With that said, I don’t want to just thank you for buying this book; rather, I want to genuinely tell you how grateful I am. I’ve worked really hard on writing this with the intent of making you laugh and inspiring you. I don’t know everything about success, but I’m confident about what I’ve written in these fifty chapters. The fact that you’re taking valuable time out of your day to read my book, when you could be doing anything else, is really special. Thanks for giving me a chance.
SINCERELY,
NOT SIRI
IF THINGS DON’T constantly go your way, it’s probably because the world has weekly meetings discussing how to knock you down. It’s true. It’s like you’re a Plastic and we’re all Lindsay Lohan. This is Mean Girls. You got cast without auditioning.
Sorry to burst your bubble, but you aren’t that special.

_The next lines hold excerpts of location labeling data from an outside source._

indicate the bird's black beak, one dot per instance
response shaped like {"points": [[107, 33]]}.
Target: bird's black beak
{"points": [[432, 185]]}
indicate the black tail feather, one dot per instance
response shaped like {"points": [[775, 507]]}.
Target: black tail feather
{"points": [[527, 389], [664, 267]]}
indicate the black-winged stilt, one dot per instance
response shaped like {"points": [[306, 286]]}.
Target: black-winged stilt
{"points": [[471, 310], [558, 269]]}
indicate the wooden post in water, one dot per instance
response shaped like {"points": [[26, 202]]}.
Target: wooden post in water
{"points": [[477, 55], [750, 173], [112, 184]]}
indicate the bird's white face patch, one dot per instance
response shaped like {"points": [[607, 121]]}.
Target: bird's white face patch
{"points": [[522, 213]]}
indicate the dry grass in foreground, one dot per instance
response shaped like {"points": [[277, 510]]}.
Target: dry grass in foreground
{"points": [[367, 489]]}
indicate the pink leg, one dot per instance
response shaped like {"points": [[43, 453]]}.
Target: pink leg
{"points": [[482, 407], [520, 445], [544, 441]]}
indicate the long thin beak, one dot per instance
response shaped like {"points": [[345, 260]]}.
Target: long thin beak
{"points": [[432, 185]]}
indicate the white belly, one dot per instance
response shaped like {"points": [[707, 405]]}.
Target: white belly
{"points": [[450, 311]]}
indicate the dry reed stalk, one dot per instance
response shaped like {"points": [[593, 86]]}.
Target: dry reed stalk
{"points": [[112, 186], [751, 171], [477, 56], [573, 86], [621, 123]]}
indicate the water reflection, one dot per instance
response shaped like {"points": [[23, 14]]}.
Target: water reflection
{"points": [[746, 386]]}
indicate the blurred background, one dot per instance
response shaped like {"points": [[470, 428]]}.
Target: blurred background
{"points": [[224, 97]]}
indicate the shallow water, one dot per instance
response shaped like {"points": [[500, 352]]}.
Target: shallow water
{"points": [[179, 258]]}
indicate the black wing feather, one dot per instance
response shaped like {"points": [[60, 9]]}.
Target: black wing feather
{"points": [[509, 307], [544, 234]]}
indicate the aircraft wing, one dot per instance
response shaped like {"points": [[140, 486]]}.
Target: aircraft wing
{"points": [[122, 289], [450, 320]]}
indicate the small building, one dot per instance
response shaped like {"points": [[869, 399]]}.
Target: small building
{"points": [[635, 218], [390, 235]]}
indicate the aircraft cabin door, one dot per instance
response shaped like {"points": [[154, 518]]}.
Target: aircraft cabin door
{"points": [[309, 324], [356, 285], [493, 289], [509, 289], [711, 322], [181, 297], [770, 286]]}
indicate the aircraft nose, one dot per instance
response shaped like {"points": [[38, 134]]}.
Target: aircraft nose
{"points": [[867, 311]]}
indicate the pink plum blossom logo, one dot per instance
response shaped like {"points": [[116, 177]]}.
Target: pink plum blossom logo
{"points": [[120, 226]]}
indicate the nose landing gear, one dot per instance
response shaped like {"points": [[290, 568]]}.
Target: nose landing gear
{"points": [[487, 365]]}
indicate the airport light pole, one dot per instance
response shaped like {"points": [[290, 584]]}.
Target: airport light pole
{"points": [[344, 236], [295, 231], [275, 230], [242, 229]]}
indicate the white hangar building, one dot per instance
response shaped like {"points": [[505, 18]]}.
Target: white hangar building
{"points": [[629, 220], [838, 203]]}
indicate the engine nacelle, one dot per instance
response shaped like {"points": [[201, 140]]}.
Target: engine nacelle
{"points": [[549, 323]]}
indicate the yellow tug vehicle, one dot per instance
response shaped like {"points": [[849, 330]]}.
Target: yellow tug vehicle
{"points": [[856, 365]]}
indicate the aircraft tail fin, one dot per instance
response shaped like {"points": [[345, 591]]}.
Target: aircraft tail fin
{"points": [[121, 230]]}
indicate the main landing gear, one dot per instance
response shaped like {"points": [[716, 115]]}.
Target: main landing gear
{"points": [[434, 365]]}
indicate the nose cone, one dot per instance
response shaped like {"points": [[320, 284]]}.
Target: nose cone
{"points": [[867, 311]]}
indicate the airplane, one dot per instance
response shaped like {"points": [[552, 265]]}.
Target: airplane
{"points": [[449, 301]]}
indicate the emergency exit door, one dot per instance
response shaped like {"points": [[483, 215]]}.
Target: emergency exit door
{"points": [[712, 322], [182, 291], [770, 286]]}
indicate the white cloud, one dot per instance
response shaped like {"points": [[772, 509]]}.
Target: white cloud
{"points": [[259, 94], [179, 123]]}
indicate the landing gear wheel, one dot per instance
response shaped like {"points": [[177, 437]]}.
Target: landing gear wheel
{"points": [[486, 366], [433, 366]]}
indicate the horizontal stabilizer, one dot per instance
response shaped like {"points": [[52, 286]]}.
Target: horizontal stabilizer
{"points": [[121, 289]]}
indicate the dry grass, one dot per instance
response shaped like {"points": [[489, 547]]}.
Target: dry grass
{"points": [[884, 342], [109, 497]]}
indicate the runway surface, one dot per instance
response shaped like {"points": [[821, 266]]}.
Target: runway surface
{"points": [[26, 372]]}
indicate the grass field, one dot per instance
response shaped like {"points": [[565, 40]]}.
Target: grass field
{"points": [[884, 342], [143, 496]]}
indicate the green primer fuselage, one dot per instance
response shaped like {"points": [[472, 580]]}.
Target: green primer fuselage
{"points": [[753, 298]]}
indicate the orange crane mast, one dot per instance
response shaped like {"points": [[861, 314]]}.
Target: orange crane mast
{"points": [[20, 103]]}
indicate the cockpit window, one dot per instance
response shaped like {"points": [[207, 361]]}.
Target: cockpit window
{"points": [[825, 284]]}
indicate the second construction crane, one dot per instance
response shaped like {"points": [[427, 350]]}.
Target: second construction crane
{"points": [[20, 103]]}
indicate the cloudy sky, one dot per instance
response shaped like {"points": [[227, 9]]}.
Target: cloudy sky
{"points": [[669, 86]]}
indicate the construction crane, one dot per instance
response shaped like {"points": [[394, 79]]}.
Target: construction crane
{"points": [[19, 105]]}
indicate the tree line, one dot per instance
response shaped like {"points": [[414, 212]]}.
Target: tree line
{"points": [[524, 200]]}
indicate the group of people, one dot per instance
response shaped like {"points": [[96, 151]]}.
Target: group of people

Concluding that your failures and shortcomings are caused by other people and situations is a great way to give up all of your power. It’s also a great way to take the easy route in life and draw attention away from any real issues that need resolving. In my opinion, when people say things like “Nothing ever works out for me,” the real problem is that they’re unwilling to change something or try a different tactic. Or when people say “everyone is against me,” the real problem is that they aren’t willing to see things from a different point of view. In reality, people are too busy worrying about themselves to devise some master plan to destroy you.
When I was a student, my friends would all say the same thing to me: “Lilly, you always need to be right.” We all got along so well, but as soon as an argument started, they would drop that line and I would become instantly offended. I didn’t NEED to be right. I WAS right. For years I would think that everyone was just jealous of my superior correctness in life. My parents, friends, and fellow dancers were all wrong and I was right … um, not that I NEEDED to be, though. It’s not my fault I was blessed. I literally felt like I was that one presumably crazy person in a horror movie who hears voices and sees dead people. Everyone else in the movie thinks she’s insane and they send her to an asylum. They diagnose her with some mental disorder and then drive back home, only to be killed by seven different ghosts! Turns out she wasn’t crazy after all! She was right all along! That was me … the absolutely correct victim in the asylum.